Banjarmasin, Duta TV — Anggota DPR RI Haji Bambang Heri Purnama menceritakan langsung nasib puluhan jemaah umrah asal Kalimantan Selatan pengguna Syakira Travel yang terlantar di Arab Saudi, setibanya ia di Banjarmasin usai menjalankan ibadah umrah.
Menurut Bambang, para jemaah sempat diusir dari hotel di Madinah lantaran biaya penginapan hanya dibayarkan untuk satu malam oleh pihak Syakira Travel. Para jemaah terpaksa keluar dari penginapan dan berpindah-pindah tempat, bahkan tidur di teras masjid, dengan kondisi cuaca yang mencapai 44 hingga 45 derajat Celsius.
Penderitaan mereka semakin bertambah saat hendak kembali ke Indonesia. Tiket kepulangan yang diberikan pihak travel ternyata tidak dapat digunakan karena diduga merupakan tiket palsu atau hasil editan.
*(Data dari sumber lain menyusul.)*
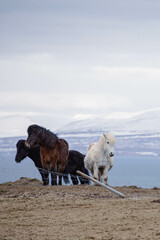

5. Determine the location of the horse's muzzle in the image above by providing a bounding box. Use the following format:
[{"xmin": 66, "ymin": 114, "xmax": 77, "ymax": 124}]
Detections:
[
  {"xmin": 109, "ymin": 152, "xmax": 114, "ymax": 157},
  {"xmin": 25, "ymin": 141, "xmax": 30, "ymax": 148}
]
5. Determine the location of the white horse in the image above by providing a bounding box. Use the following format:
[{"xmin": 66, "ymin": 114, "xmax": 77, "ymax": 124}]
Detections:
[{"xmin": 84, "ymin": 133, "xmax": 116, "ymax": 184}]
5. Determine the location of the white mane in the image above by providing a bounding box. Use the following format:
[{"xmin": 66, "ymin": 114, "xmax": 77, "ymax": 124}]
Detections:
[{"xmin": 84, "ymin": 133, "xmax": 116, "ymax": 184}]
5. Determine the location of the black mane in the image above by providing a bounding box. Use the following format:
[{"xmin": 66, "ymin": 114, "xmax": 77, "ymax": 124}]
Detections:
[{"xmin": 27, "ymin": 124, "xmax": 58, "ymax": 148}]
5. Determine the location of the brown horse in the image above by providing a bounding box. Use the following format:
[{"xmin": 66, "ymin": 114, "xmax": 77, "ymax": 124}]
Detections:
[{"xmin": 26, "ymin": 124, "xmax": 69, "ymax": 185}]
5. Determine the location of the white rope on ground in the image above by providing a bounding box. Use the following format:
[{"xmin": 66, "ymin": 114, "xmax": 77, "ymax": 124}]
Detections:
[{"xmin": 77, "ymin": 171, "xmax": 125, "ymax": 198}]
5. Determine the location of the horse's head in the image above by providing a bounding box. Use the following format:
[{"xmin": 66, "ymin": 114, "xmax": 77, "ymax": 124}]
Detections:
[
  {"xmin": 25, "ymin": 134, "xmax": 39, "ymax": 148},
  {"xmin": 15, "ymin": 140, "xmax": 29, "ymax": 163},
  {"xmin": 103, "ymin": 133, "xmax": 116, "ymax": 157}
]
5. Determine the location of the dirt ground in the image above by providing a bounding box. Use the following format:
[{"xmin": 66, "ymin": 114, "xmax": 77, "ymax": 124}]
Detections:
[{"xmin": 0, "ymin": 178, "xmax": 160, "ymax": 240}]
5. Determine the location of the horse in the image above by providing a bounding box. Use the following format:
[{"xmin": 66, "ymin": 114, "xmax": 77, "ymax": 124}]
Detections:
[
  {"xmin": 25, "ymin": 124, "xmax": 69, "ymax": 185},
  {"xmin": 15, "ymin": 139, "xmax": 89, "ymax": 185},
  {"xmin": 67, "ymin": 150, "xmax": 89, "ymax": 185},
  {"xmin": 84, "ymin": 133, "xmax": 116, "ymax": 184}
]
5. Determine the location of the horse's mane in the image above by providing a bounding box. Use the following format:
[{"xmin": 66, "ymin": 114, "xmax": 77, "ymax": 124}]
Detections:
[{"xmin": 27, "ymin": 124, "xmax": 58, "ymax": 148}]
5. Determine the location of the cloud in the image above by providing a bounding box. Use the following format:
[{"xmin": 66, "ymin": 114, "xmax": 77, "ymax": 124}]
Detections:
[{"xmin": 0, "ymin": 92, "xmax": 128, "ymax": 115}]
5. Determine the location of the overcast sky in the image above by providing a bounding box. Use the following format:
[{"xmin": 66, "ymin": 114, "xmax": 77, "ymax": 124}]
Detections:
[{"xmin": 0, "ymin": 0, "xmax": 160, "ymax": 127}]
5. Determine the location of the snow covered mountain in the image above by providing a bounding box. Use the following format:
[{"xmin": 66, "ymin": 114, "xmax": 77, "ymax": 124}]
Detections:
[
  {"xmin": 59, "ymin": 108, "xmax": 160, "ymax": 136},
  {"xmin": 0, "ymin": 108, "xmax": 160, "ymax": 157},
  {"xmin": 0, "ymin": 115, "xmax": 34, "ymax": 138}
]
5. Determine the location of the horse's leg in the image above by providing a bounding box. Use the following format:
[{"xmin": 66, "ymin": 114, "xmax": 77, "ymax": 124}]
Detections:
[
  {"xmin": 57, "ymin": 164, "xmax": 65, "ymax": 185},
  {"xmin": 93, "ymin": 163, "xmax": 98, "ymax": 185},
  {"xmin": 51, "ymin": 167, "xmax": 57, "ymax": 186},
  {"xmin": 103, "ymin": 167, "xmax": 108, "ymax": 185},
  {"xmin": 43, "ymin": 169, "xmax": 49, "ymax": 186},
  {"xmin": 63, "ymin": 164, "xmax": 69, "ymax": 184},
  {"xmin": 79, "ymin": 167, "xmax": 89, "ymax": 184}
]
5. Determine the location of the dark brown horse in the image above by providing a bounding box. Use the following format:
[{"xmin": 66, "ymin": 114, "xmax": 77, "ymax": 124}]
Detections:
[{"xmin": 26, "ymin": 125, "xmax": 69, "ymax": 185}]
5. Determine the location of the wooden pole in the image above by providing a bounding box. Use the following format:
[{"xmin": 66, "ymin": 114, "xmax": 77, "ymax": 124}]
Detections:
[{"xmin": 77, "ymin": 170, "xmax": 125, "ymax": 198}]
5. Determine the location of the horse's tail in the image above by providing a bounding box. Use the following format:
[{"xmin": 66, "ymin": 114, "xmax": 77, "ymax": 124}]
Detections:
[{"xmin": 63, "ymin": 164, "xmax": 69, "ymax": 184}]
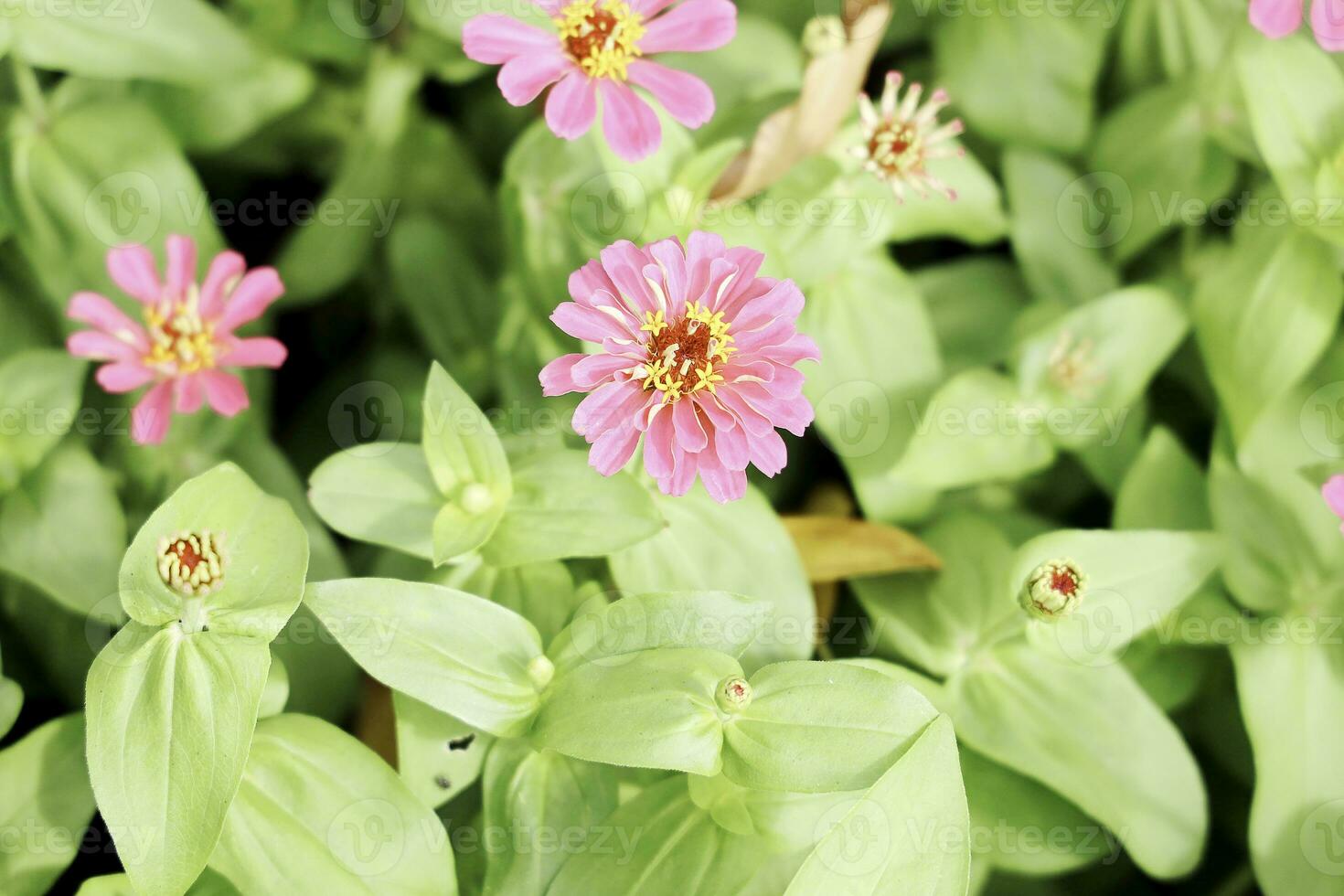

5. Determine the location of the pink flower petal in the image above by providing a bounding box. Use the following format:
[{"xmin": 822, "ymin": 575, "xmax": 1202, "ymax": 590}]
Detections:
[
  {"xmin": 546, "ymin": 69, "xmax": 597, "ymax": 140},
  {"xmin": 629, "ymin": 59, "xmax": 714, "ymax": 128},
  {"xmin": 66, "ymin": 293, "xmax": 149, "ymax": 350},
  {"xmin": 219, "ymin": 267, "xmax": 285, "ymax": 335},
  {"xmin": 1312, "ymin": 0, "xmax": 1344, "ymax": 52},
  {"xmin": 1250, "ymin": 0, "xmax": 1304, "ymax": 37},
  {"xmin": 131, "ymin": 380, "xmax": 172, "ymax": 444},
  {"xmin": 108, "ymin": 246, "xmax": 163, "ymax": 305},
  {"xmin": 463, "ymin": 12, "xmax": 560, "ymax": 66},
  {"xmin": 219, "ymin": 336, "xmax": 289, "ymax": 368},
  {"xmin": 640, "ymin": 0, "xmax": 738, "ymax": 55},
  {"xmin": 172, "ymin": 373, "xmax": 206, "ymax": 414},
  {"xmin": 498, "ymin": 51, "xmax": 574, "ymax": 106},
  {"xmin": 1321, "ymin": 475, "xmax": 1344, "ymax": 520},
  {"xmin": 197, "ymin": 371, "xmax": 249, "ymax": 416},
  {"xmin": 598, "ymin": 78, "xmax": 663, "ymax": 161},
  {"xmin": 66, "ymin": 329, "xmax": 141, "ymax": 363},
  {"xmin": 164, "ymin": 234, "xmax": 197, "ymax": 300},
  {"xmin": 200, "ymin": 251, "xmax": 247, "ymax": 321},
  {"xmin": 92, "ymin": 361, "xmax": 155, "ymax": 395},
  {"xmin": 539, "ymin": 353, "xmax": 587, "ymax": 398}
]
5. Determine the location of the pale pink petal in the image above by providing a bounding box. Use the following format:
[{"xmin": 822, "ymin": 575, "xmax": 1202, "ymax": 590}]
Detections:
[
  {"xmin": 629, "ymin": 59, "xmax": 714, "ymax": 128},
  {"xmin": 200, "ymin": 251, "xmax": 247, "ymax": 321},
  {"xmin": 498, "ymin": 49, "xmax": 574, "ymax": 106},
  {"xmin": 172, "ymin": 373, "xmax": 206, "ymax": 414},
  {"xmin": 731, "ymin": 280, "xmax": 803, "ymax": 332},
  {"xmin": 108, "ymin": 246, "xmax": 163, "ymax": 305},
  {"xmin": 219, "ymin": 267, "xmax": 285, "ymax": 333},
  {"xmin": 672, "ymin": 400, "xmax": 709, "ymax": 452},
  {"xmin": 463, "ymin": 12, "xmax": 560, "ymax": 66},
  {"xmin": 164, "ymin": 234, "xmax": 197, "ymax": 300},
  {"xmin": 572, "ymin": 355, "xmax": 628, "ymax": 389},
  {"xmin": 640, "ymin": 0, "xmax": 738, "ymax": 55},
  {"xmin": 598, "ymin": 78, "xmax": 663, "ymax": 161},
  {"xmin": 539, "ymin": 353, "xmax": 587, "ymax": 398},
  {"xmin": 92, "ymin": 361, "xmax": 155, "ymax": 395},
  {"xmin": 219, "ymin": 336, "xmax": 289, "ymax": 368},
  {"xmin": 589, "ymin": 424, "xmax": 640, "ymax": 475},
  {"xmin": 131, "ymin": 380, "xmax": 172, "ymax": 444},
  {"xmin": 546, "ymin": 69, "xmax": 597, "ymax": 140},
  {"xmin": 1312, "ymin": 0, "xmax": 1344, "ymax": 52},
  {"xmin": 1252, "ymin": 0, "xmax": 1304, "ymax": 37},
  {"xmin": 197, "ymin": 371, "xmax": 249, "ymax": 416},
  {"xmin": 66, "ymin": 293, "xmax": 149, "ymax": 350},
  {"xmin": 66, "ymin": 329, "xmax": 143, "ymax": 361}
]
Mengetahui kondisi tersebut saat berada di Arab Saudi dan melaksanakan Jumat Berkah, Bambang Heri Purnama mengaku langsung mendatangi para jemaah, memberikan bantuan makanan, kemudian menanggung biaya pemulangan mereka ke Indonesia.
“Jadi, di Madinah itu mereka hanya menginap satu hari. Hari kedua sudah diusir dari hotel karena pihak travel ternyata tidak membayarkan biaya penginapan. Hari berikutnya mereka urunan lagi untuk membayar satu malam, lalu kembali diusir. Akhirnya mereka memutuskan berangkat ke Jeddah untuk menunggu jadwal kepulangan. Namun, saat hendak pulang, ternyata tiket yang diberikan tidak bisa digunakan karena merupakan tiket palsu,” jelas Bambang.
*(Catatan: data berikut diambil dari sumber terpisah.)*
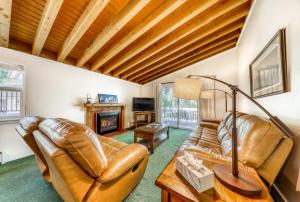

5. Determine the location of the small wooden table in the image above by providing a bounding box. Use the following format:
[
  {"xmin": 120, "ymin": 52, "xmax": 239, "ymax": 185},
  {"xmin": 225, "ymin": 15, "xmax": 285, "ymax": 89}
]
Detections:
[
  {"xmin": 134, "ymin": 123, "xmax": 169, "ymax": 154},
  {"xmin": 155, "ymin": 154, "xmax": 273, "ymax": 202}
]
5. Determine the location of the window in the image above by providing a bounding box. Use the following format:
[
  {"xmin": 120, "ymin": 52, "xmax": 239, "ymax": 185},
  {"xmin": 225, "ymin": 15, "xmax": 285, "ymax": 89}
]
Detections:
[
  {"xmin": 0, "ymin": 63, "xmax": 25, "ymax": 121},
  {"xmin": 160, "ymin": 84, "xmax": 198, "ymax": 129}
]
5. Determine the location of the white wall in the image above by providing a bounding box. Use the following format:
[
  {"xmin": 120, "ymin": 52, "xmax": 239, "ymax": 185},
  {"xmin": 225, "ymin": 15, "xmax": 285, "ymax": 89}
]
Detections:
[
  {"xmin": 0, "ymin": 48, "xmax": 141, "ymax": 162},
  {"xmin": 238, "ymin": 0, "xmax": 300, "ymax": 201},
  {"xmin": 142, "ymin": 48, "xmax": 238, "ymax": 118}
]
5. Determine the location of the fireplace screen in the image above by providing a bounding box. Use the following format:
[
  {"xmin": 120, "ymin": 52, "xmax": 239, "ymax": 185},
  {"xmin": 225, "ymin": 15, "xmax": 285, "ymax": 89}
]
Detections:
[{"xmin": 96, "ymin": 112, "xmax": 120, "ymax": 134}]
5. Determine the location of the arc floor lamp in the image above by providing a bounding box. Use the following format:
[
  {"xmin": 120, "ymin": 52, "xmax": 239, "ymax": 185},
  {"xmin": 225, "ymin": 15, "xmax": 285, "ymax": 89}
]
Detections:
[{"xmin": 174, "ymin": 75, "xmax": 295, "ymax": 196}]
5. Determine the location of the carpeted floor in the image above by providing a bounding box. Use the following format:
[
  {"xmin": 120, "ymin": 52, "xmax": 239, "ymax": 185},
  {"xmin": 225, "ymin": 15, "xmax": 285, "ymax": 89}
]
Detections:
[{"xmin": 0, "ymin": 129, "xmax": 190, "ymax": 202}]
Sebanyak 36 dari total 38 jemaah yang berasal dari Barabai, Tanjung, dan Tabalong akhirnya dipulangkan dalam satu rombongan melalui penerbangan Saudi Airlines menuju Jakarta. Dua jemaah lainnya telah lebih dulu pulang secara mandiri.
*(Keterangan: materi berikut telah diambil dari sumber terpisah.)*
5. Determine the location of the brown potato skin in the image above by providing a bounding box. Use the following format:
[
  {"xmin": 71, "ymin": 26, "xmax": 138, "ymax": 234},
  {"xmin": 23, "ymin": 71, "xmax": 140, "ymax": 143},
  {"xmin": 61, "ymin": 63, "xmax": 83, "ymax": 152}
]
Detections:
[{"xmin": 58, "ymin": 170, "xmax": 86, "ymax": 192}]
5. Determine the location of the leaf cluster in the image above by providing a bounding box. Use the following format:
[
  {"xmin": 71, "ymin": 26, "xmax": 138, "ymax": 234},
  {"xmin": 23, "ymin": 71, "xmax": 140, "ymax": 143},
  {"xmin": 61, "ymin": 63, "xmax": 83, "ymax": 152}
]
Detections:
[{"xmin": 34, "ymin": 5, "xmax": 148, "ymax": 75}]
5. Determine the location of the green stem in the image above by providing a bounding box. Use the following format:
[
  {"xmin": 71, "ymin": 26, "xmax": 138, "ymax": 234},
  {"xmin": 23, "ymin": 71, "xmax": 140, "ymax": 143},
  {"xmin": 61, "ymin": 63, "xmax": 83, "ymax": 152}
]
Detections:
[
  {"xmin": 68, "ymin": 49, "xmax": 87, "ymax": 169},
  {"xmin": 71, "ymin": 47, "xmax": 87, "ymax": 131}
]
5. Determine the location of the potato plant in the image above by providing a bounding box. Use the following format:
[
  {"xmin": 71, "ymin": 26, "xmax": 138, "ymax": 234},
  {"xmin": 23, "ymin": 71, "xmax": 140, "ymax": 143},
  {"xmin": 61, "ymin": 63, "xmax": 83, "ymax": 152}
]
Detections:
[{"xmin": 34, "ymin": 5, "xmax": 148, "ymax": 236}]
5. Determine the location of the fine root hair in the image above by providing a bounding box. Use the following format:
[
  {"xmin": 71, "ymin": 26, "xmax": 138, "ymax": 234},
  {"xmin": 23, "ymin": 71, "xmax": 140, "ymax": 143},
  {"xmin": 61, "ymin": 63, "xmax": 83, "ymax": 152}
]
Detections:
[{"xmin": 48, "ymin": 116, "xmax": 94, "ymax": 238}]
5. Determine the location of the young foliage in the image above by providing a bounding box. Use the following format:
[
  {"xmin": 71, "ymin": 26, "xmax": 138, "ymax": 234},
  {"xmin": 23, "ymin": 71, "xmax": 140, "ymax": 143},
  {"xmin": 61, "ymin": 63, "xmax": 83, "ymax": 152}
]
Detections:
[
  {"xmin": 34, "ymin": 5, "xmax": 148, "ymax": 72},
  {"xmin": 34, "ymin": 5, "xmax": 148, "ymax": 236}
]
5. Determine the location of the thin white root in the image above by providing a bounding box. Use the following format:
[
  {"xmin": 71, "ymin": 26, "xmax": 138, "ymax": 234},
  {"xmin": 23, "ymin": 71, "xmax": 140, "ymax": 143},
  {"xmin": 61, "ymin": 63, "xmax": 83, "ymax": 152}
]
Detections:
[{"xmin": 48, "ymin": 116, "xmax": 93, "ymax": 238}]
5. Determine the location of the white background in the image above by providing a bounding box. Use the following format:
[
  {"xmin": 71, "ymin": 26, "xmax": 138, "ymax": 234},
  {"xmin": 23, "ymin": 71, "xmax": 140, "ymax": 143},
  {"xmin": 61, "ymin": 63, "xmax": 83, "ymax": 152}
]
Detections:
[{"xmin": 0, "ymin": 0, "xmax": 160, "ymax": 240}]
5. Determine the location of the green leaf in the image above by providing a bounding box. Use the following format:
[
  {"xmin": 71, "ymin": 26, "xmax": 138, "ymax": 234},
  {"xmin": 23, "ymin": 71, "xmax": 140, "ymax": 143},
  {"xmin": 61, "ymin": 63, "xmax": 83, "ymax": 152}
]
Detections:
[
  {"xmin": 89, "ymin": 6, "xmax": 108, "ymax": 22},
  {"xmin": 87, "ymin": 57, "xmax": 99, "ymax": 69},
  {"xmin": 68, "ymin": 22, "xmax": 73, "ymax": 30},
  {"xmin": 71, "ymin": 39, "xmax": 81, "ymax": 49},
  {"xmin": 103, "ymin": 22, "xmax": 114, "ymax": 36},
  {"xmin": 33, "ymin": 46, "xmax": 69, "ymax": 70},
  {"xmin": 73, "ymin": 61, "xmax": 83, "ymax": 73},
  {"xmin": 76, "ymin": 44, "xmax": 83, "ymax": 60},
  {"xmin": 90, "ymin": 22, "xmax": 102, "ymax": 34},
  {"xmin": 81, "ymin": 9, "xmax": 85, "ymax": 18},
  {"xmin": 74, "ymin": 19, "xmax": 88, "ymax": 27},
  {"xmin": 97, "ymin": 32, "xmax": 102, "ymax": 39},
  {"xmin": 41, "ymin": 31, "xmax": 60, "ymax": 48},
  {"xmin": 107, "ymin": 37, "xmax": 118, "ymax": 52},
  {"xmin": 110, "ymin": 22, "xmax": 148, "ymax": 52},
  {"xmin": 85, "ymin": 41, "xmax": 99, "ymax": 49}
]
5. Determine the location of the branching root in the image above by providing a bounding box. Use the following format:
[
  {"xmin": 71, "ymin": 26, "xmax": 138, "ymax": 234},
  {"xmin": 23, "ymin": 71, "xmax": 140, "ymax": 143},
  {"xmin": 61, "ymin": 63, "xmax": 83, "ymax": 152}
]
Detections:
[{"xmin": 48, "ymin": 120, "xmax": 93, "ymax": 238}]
Rombongan dijadwalkan tiba di Jakarta pada Kamis sore, kemudian melanjutkan perjalanan menuju Banjarmasin menggunakan penerbangan Citilink pada Jumat pagi dan diperkirakan tiba di Bandara Syamsudin Noor sekitar pukul 09.00 Wita.
Anggota Komisi I DPR RI itu berharap para korban meminta pertanggungjawaban kepada pihak travel. Ia juga berharap kasus ini menjadi atensi pihak kementerian untuk menindak tegas travel umrah yang nakal.